In contrast, moderate drinking does not seem to have this effect. In one study, scientists exposed 391 people to five different respiratory viruses and found that moderate drinkers are less likely to develop colds, but not if they are smokers.
In another study, Dr. Messaoudi and colleagues gave rhesus monkeys access to alcoholic beverages for seven months and then studied how their bodies reacted to a vaccine against the smallpox virus. Much like humans, some rhesus monkeys enjoy alcohol and drink a lot, while others show less interest and limit themselves to small amounts. The researchers found that the animals that chronically drank heavily had a poor response to the vaccine. "They had almost no immune response," said Dr. Messaoudi.
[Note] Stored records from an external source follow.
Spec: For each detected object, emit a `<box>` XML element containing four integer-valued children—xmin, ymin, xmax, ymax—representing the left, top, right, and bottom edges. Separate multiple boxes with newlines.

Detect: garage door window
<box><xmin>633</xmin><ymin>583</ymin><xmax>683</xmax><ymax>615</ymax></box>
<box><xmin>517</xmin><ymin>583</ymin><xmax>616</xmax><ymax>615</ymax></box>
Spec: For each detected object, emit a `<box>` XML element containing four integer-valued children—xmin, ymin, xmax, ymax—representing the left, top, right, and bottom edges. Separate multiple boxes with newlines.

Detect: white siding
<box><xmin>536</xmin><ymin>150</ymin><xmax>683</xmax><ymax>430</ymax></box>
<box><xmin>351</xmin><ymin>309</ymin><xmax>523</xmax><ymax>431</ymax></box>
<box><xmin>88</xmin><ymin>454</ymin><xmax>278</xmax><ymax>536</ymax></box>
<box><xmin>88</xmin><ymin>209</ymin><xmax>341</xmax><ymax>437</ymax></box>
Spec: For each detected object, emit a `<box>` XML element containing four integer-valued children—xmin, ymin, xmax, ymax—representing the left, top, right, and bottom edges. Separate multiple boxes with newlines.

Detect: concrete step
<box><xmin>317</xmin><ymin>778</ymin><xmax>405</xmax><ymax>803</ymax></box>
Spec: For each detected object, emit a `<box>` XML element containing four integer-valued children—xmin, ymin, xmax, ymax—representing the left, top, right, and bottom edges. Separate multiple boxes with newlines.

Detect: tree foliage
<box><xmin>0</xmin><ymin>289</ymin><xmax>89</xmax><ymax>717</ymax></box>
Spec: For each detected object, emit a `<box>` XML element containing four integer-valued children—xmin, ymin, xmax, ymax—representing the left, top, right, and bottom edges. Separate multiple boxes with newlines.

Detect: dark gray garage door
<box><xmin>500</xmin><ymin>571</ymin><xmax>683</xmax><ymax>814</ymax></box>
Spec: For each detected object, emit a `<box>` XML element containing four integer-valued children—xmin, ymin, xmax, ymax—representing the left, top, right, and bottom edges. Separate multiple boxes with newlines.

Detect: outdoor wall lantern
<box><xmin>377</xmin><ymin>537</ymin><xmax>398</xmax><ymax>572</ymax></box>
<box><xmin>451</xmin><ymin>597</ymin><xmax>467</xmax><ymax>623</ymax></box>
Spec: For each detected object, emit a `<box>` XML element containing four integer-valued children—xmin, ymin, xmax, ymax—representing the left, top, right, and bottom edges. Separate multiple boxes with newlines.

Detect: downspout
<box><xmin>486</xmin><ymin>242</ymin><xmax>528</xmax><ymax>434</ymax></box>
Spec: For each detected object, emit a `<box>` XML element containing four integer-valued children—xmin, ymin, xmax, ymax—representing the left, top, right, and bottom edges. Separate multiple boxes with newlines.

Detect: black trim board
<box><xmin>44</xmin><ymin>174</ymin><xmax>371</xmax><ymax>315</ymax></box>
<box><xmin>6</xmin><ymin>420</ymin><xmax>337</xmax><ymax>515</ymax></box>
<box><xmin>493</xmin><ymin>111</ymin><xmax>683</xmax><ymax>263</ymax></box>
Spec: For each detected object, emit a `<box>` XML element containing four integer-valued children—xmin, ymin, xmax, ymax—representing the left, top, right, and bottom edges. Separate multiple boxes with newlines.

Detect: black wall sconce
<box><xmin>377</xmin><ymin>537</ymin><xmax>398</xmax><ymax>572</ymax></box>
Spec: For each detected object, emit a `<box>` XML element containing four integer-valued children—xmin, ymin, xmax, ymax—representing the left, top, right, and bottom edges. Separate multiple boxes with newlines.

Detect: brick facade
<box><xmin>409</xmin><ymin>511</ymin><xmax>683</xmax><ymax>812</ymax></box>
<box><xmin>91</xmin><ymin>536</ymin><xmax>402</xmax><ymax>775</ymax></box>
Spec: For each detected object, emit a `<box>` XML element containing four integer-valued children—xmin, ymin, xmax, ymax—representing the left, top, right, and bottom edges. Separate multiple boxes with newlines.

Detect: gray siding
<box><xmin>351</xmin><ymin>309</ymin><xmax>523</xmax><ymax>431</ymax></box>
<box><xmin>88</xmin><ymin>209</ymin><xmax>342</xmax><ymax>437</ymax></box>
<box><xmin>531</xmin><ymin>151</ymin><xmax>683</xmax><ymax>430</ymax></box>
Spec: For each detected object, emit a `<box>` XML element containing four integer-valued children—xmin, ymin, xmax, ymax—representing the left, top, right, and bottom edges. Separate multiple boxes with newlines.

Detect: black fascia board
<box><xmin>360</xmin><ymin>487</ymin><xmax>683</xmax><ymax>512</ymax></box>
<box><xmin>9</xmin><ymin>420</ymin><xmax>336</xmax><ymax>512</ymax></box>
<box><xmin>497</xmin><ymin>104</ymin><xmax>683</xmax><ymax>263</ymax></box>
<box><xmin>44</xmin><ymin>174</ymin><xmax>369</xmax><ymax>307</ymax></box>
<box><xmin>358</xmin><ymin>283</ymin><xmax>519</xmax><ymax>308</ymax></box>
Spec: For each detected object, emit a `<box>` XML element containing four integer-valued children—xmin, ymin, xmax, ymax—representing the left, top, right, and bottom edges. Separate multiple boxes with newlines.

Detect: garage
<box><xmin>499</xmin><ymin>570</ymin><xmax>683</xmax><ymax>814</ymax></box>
However, the animals that consumed moderate amounts of alcohol reacted most strongly to the vaccine, even compared to the tea totalers who consumed no alcohol at all. Studies in rats have found a similar pattern: those who consume large amounts of alcohol have poor immune responses to infections compared to animals given moderate amounts or no alcohol. Other studies have found that people who drink moderately seem to lower the markers of inflammation in their blood.
Another reason to moderate your alcohol consumption is that heavy drinking – along with the resulting hangover – can potentially exacerbate all of the Covid vaccine side effects, including fever, malaise, or body ache, and make you feel worse, said Dr. Hewlett from the University of Nebraska Medical Center. Dr. Hewlett chose not to drink after receiving the Covid vaccine. But she said that as long as they drink within reason, people should feel free.
"A glass of champagne is unlikely to inhibit an immune response," she said. "I think having a celebratory drink in moderation is fine."